Administrative objects

Brumlovka Center building Alpha Microsoft

Author team:

Jan Aulík, Jakub Fišer, Veronika Müllerová

Cooperation:

Jan Kučera, Alena Jandová, Martin Zelenka

Engineer-in-Charge:

Zbyněk Ransdorf

interior designers:

ARWEN, s.r.o.

investor/developer:

Passerinvest Group

Photos:

Ester Havlová, Radek Plíhal, Jan Kroupa, archiv atelieru

Realization:

6/2002 - 12/2003

Project description

ALFA was designed and built in the same way as other buildings to the Brumlovka Centrum according to the urbanistic plan developed for this area in 1993. This plan defined – within the broader area enclosed by streets 5. května, Baarova and Michelská – the method of development for the town’s specific central ring close to a civil structure-highway.
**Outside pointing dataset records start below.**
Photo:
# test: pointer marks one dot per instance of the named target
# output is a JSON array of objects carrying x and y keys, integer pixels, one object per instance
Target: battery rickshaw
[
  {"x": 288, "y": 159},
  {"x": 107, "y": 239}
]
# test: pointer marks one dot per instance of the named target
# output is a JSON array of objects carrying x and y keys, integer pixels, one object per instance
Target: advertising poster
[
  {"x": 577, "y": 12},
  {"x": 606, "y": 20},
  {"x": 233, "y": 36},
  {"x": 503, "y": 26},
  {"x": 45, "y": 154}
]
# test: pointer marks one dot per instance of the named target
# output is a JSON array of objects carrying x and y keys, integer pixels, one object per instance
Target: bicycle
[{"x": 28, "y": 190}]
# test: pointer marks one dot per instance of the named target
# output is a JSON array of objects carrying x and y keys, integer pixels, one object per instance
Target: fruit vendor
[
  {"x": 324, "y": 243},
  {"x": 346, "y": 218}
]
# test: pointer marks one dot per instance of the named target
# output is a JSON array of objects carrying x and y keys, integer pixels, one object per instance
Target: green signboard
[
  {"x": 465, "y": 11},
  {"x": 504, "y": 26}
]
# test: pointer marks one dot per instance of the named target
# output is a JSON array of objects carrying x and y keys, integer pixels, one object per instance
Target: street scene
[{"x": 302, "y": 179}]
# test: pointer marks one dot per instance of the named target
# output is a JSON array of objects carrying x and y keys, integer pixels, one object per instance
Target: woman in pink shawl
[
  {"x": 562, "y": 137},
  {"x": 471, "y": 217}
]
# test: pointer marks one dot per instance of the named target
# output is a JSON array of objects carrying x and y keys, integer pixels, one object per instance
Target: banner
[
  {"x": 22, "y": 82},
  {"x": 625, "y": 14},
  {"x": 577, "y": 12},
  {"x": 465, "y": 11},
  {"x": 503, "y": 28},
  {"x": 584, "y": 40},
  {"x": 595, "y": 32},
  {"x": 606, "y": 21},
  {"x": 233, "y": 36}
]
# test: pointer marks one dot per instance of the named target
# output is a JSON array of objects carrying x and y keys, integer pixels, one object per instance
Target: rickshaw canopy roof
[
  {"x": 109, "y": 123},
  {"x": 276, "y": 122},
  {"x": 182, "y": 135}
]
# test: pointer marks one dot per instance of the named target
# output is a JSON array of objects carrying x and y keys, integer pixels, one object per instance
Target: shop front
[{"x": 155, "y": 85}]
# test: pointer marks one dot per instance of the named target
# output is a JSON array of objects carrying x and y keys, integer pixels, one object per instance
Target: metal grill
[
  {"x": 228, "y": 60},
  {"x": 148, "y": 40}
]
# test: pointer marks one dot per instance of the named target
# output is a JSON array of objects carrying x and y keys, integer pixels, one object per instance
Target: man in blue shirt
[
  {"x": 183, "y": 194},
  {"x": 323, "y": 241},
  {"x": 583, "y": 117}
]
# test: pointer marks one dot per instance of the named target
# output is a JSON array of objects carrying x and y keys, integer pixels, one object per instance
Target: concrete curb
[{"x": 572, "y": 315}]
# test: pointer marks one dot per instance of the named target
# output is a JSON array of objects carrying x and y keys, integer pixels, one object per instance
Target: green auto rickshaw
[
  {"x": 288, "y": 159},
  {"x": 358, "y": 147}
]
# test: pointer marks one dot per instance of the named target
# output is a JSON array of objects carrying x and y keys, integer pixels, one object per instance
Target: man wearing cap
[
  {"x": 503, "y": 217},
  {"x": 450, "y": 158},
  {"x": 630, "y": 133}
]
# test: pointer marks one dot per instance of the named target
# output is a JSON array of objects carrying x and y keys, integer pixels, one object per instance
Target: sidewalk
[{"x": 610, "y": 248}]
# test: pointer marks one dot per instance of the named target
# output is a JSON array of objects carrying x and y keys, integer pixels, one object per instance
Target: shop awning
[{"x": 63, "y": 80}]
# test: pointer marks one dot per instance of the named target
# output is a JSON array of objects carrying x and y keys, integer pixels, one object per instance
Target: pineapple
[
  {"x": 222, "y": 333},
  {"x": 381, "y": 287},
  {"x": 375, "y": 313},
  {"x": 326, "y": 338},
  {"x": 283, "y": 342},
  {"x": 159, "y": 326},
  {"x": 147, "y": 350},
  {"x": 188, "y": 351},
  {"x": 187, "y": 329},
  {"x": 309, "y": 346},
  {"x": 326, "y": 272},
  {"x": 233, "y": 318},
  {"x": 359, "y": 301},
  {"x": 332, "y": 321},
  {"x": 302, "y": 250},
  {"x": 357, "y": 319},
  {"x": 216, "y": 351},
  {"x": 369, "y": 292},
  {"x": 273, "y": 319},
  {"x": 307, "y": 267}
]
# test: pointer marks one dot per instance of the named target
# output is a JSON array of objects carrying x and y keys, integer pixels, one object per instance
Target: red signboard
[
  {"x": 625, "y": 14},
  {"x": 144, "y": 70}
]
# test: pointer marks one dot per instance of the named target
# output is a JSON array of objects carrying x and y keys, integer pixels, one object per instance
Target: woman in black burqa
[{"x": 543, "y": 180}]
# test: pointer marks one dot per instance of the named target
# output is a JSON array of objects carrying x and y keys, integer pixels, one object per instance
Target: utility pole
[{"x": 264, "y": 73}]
The urbanistic scheme is designed across the usual categories of a block and detached development. Volumes of houses are mutually geometrically fixed together establishing shapes of huge open blocks with an internal environment, greenery, and parking areas. The old Brumlovka sports hall has been preserved unchanged landscaped in order to include it with the complex.
The concept of the ALFA building is influenced by very busy streets – Vyskočilova and 5. května – more so than other buildings in the Brumlovka Centrum; 5. května street with an exit ramp of a highway character and at a sharp angle of crossing with Vyskočilova establishes a residual area, which is a typical feature of civil structures outside a city defined by the sharp intersection with Vykočilova (street) and two different levels of both roads. It was the need to define the building in terms of the highway, against its lines determining the building‘s outline the highway had never reckoned with, which was so important in the course of searching for the form of the building. The turf on the highway‘s slope hiding a part of the building establishes a reducing element between the town and out-of-town environment.
The ALFA building is the smallest of all buildings in the Brumlovka Centrum complex. Its shorter side faces Vyskočilova where the main entrance from the street lies. The building has three basements and eight aboveground stories. The top story is partly the technical back-of-house; a terrace and roof garden are also here. The roof garden on Alpha is not merely a casual design solution for the percentage of greenery designed to satisfy authorities, but is genuinely a place for staying among the somewhat amusing conifers. The capacity of the building’s office part is prepared for approximately 960 people. The basements house an underground garage and part of the technology rooms. The underground garage is designed as an inclining spiral forming a ramp for downward traffic.
We designed the central internal courtyard bringing daylight inside the building based on our former experience with the opposite bldg. “C” where we had partly lost this space due to poorly assessed ways of tenants’ reasoning (there were open circulation areas along the courtyard the tenants closed by additional glazing). The courtyard’s conical shape was selected in order to bring daylight to the lower stories.
The structural system is a reinforced concrete frame with one speciality – inclining columns enabling the north façade to recede on each floor. This short façade forming the building’s portal features a more complicated fully glazed envelope; the other two façades with horizontal windows are simply clad in TiZn shingles using welts for jointing. For ending this cladding at façade corners more precise panels of the same material were used for bordering.
The architectural interior design focused on the entrance lobby, the courtyard with a coffee bar and a canteen and common areas featuring the individual designs and elements of the architects.
Leased offices are absolutely universal open plan layouts intended for various arrangements by tenants.